Não é que a vida tenha parado depois. Não é nem mesmo que grandes e importantes fatos não tenham cruzado o nosso caminho nos anos de juventude e maduros. É a comparação, o cotejo dos primeiros anos com os vindos depois, que mostra a diferença a favor da primeira idade. E agora ouso acrescentar mais alguma coisa às linhas do maior poeta brasileiro. A consciência desses primeiros anos é que talvez seja o maior acontecimento, o saber que não poderemos mais reter aquela doçura do nunca visto antes. Ainda que seja uma consciência de compensação, com um travo, que nos faz até pensar que talvez fosse até melhor não tê-la, se em troca nos oferecessem os primeiros anos. Ainda assim, é melhor a consciência do perdido que a posse fugaz do que não podemos tomar, sorver em toda a plenitude. Isso porque é impossível guardar o frescor da infância com a experiência madura.

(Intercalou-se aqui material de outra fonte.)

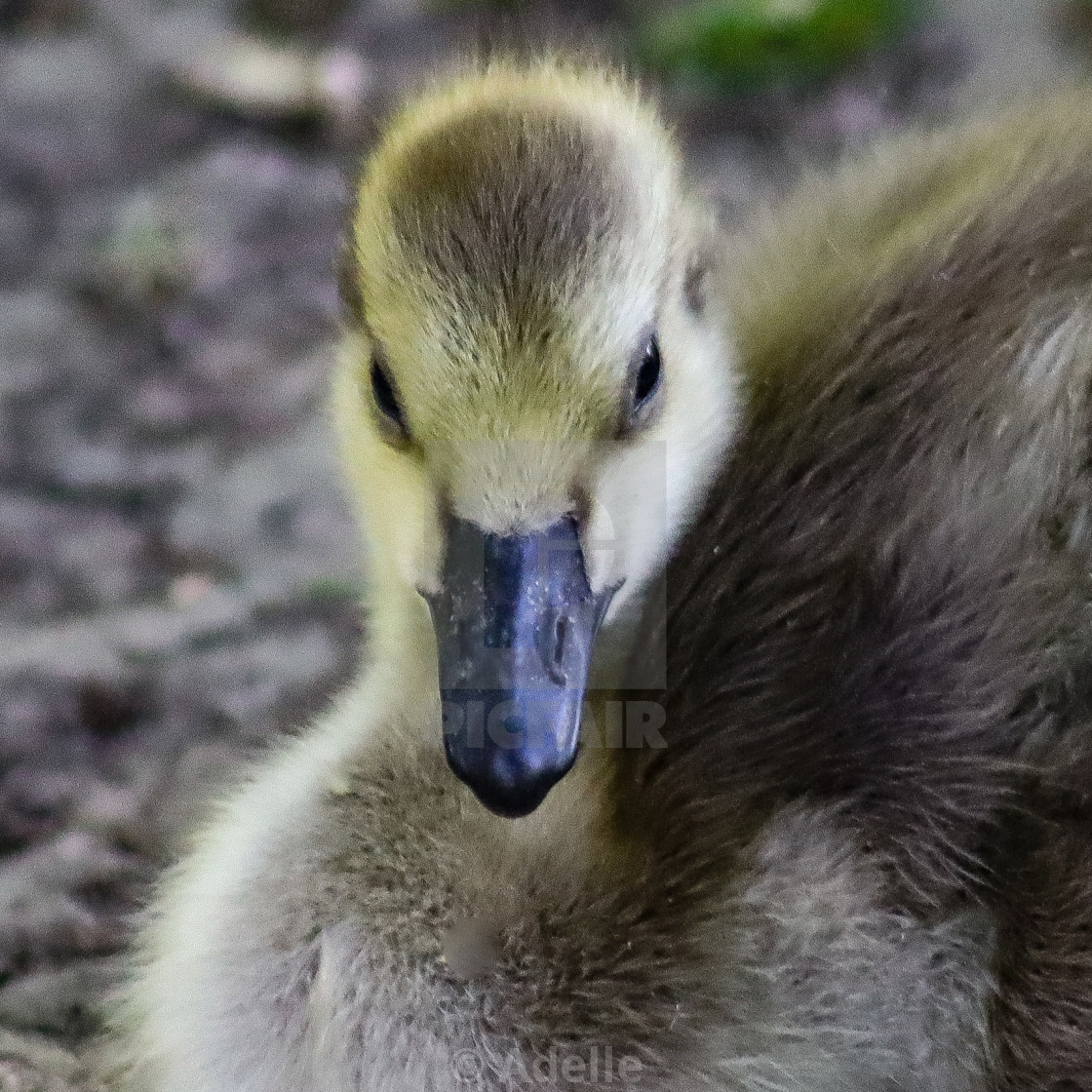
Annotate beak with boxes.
[426,517,616,817]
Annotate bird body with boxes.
[108,63,1092,1092]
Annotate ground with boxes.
[0,0,1082,1092]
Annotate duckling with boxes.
[103,61,1092,1092]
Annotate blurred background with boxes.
[0,0,1092,1092]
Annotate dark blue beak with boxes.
[427,517,615,817]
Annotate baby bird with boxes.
[106,61,1092,1092]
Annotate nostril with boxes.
[554,613,569,665]
[546,613,569,684]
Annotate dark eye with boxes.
[629,334,664,425]
[371,356,408,436]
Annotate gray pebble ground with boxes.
[0,0,1079,1092]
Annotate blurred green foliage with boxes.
[636,0,925,91]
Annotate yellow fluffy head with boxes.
[335,55,730,638]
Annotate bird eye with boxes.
[371,355,409,437]
[629,334,664,427]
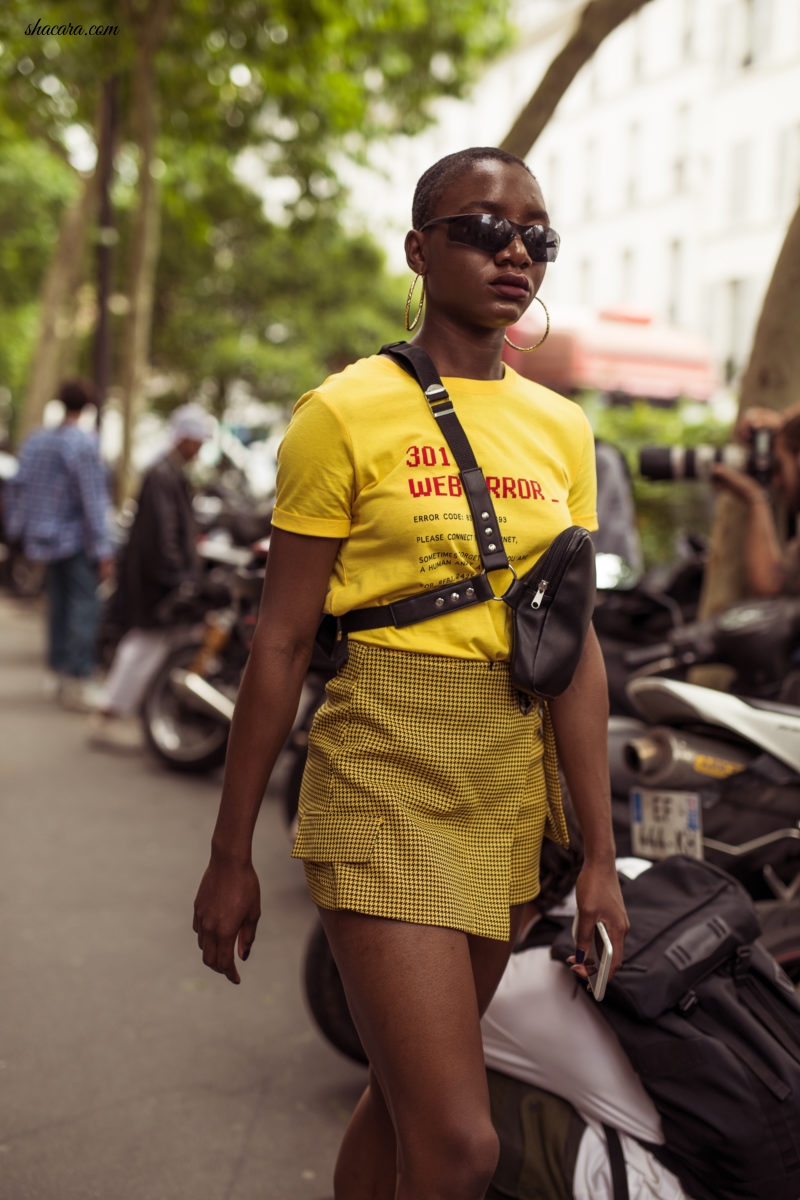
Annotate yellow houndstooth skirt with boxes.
[291,640,567,941]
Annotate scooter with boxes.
[142,540,266,773]
[303,600,800,1062]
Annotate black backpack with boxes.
[552,854,800,1200]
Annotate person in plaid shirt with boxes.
[7,380,114,708]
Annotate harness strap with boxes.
[339,572,494,634]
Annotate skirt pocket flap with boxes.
[291,811,384,863]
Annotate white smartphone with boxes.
[572,912,614,1001]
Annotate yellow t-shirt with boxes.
[272,355,597,660]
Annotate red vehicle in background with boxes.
[504,306,720,404]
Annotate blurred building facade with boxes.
[359,0,800,379]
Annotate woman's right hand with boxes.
[192,854,261,983]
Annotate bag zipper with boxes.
[530,527,583,608]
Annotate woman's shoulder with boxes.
[300,354,416,410]
[503,364,589,427]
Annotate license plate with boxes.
[631,787,703,859]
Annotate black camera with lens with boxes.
[639,430,775,487]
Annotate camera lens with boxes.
[639,445,747,480]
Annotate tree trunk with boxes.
[116,0,172,500]
[700,199,800,617]
[500,0,649,158]
[17,173,97,439]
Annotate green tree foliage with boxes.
[145,148,403,410]
[582,396,730,566]
[0,0,510,439]
[0,139,77,408]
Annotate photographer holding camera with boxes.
[710,406,800,596]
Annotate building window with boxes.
[728,142,752,223]
[724,280,750,383]
[625,121,642,205]
[741,0,772,67]
[775,125,800,216]
[583,138,597,220]
[672,104,690,193]
[667,239,684,325]
[680,0,696,62]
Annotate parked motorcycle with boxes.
[142,540,265,772]
[303,600,800,1062]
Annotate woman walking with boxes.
[194,148,627,1200]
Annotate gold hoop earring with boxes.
[503,296,551,354]
[405,275,425,334]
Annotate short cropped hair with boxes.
[411,146,536,229]
[59,379,97,413]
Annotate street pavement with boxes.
[0,594,365,1200]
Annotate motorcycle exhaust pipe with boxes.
[622,726,758,788]
[169,667,234,725]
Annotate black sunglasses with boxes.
[420,212,561,263]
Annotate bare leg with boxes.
[321,908,521,1200]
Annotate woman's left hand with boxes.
[569,863,631,979]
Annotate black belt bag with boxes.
[339,342,595,700]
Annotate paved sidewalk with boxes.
[0,594,363,1200]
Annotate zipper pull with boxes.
[530,580,547,608]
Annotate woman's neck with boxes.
[414,320,505,379]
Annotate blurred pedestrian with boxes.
[194,148,627,1200]
[711,406,800,596]
[6,379,114,709]
[91,404,215,745]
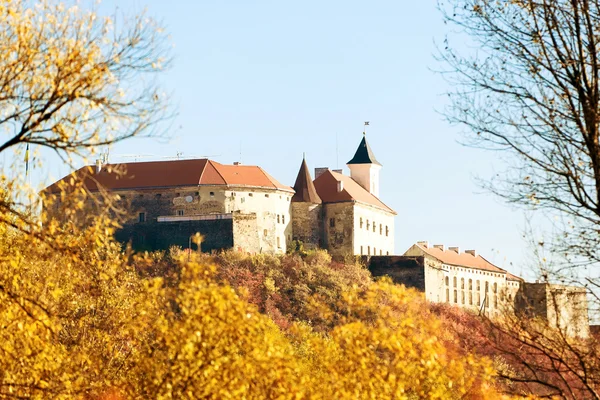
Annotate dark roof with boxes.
[346,135,381,165]
[45,159,292,193]
[292,159,321,204]
[314,169,396,214]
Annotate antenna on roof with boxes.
[335,132,340,168]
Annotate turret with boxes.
[346,132,381,197]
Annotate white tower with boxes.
[346,132,381,198]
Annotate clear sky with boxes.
[41,0,529,276]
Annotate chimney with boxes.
[315,167,329,179]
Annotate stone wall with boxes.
[292,202,323,249]
[115,214,233,252]
[323,202,354,257]
[515,283,590,337]
[363,256,425,292]
[353,203,394,256]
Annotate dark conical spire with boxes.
[346,132,381,165]
[292,158,321,204]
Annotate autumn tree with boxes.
[438,0,600,398]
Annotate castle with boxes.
[45,134,589,336]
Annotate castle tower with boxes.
[292,159,322,249]
[346,132,381,197]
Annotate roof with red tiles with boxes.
[416,243,506,273]
[46,159,293,192]
[292,159,322,204]
[314,170,396,214]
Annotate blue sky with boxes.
[38,0,528,275]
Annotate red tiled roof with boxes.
[416,243,506,273]
[506,271,525,282]
[314,170,396,214]
[46,159,293,192]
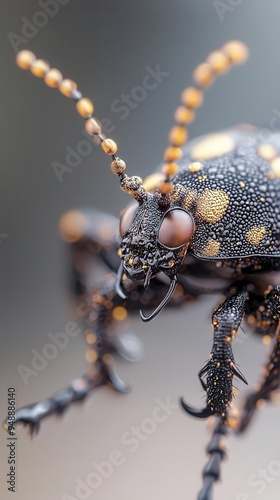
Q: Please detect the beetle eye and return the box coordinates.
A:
[158,209,194,248]
[120,201,139,236]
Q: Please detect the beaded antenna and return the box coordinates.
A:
[16,40,248,203]
[16,41,248,321]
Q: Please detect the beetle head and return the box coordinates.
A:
[119,180,195,320]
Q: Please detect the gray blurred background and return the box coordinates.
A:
[0,0,280,500]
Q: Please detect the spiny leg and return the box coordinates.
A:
[4,275,132,435]
[237,286,280,433]
[198,417,229,500]
[181,286,248,500]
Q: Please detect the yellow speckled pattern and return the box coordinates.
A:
[196,189,229,222]
[246,226,266,246]
[202,238,221,257]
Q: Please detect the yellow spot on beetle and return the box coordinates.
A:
[202,238,221,257]
[59,210,89,243]
[86,349,98,363]
[262,335,271,345]
[269,156,280,179]
[188,161,203,174]
[112,306,127,321]
[197,189,229,222]
[246,226,266,246]
[191,134,235,160]
[182,189,197,210]
[257,144,277,161]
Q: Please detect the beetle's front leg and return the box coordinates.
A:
[4,275,136,434]
[182,287,248,418]
[181,287,248,500]
[237,285,280,433]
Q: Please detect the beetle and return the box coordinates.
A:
[4,41,280,500]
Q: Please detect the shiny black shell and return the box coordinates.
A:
[173,126,280,260]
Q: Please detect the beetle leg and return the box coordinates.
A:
[181,289,248,418]
[4,275,133,435]
[237,286,280,433]
[198,417,228,500]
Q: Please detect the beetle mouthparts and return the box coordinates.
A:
[116,262,127,299]
[180,398,213,418]
[140,272,177,322]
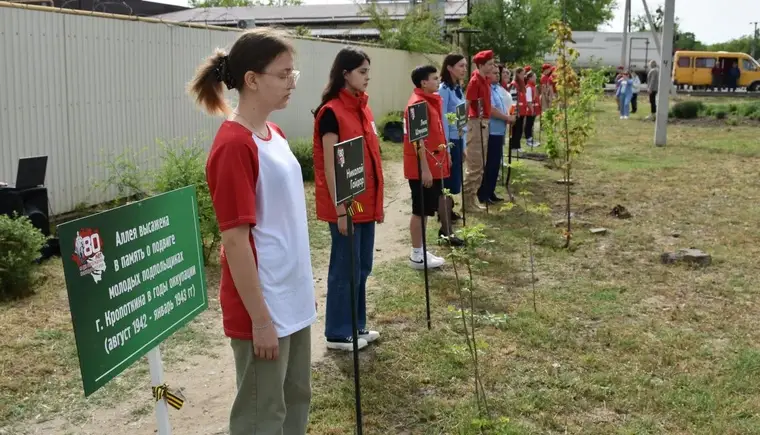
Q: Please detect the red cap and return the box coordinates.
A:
[472,50,493,65]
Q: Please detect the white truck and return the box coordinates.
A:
[544,32,659,83]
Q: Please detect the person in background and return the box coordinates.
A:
[540,63,556,112]
[478,66,515,204]
[710,59,723,91]
[726,62,742,92]
[404,65,451,270]
[499,65,514,105]
[646,60,660,119]
[189,27,317,435]
[509,68,531,155]
[615,72,633,119]
[313,47,385,352]
[438,53,467,238]
[525,71,541,148]
[462,50,494,211]
[629,70,641,113]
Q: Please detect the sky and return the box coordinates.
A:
[599,0,760,44]
[162,0,760,44]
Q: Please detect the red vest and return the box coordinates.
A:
[404,88,451,180]
[512,81,531,117]
[525,83,541,116]
[313,89,384,224]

Quase impossível, deveria dizer. Agora há pouco recebi um telefonema de um filho distante, a mais de 2.000 quilômetros. E disse a ele que não devia se preocupar comigo, e prometi que não abandono o palco enquanto não realizar o que pretendo. Isso, pelo menos, nos próximos 20 anos, prometi. Ao que ele me respondeu, “Vinte, não. Trinta, pelo menos trinta”. E senti o seu voto como uma negociação, como um pedido de adiamento do encontro com a senhora implacável. E desligou o telefone. Um sabor de fruta de infância me veio então aos lábios. É bom saber que a gente é amado por quem a gente ama. Este é o regalo para um menino de 57 anos.

(*) Escritor, jornalista, colaborador do Observatório da Imprensa, membro da redação de La Insignia, na Espanha. Publicou o romance “Os Corações Futuristas”, cuja paisagem é a ditadura Médici. Tem inédito “O Caso Dom Vital”, uma sátira ao ensino em colégios brasileiros.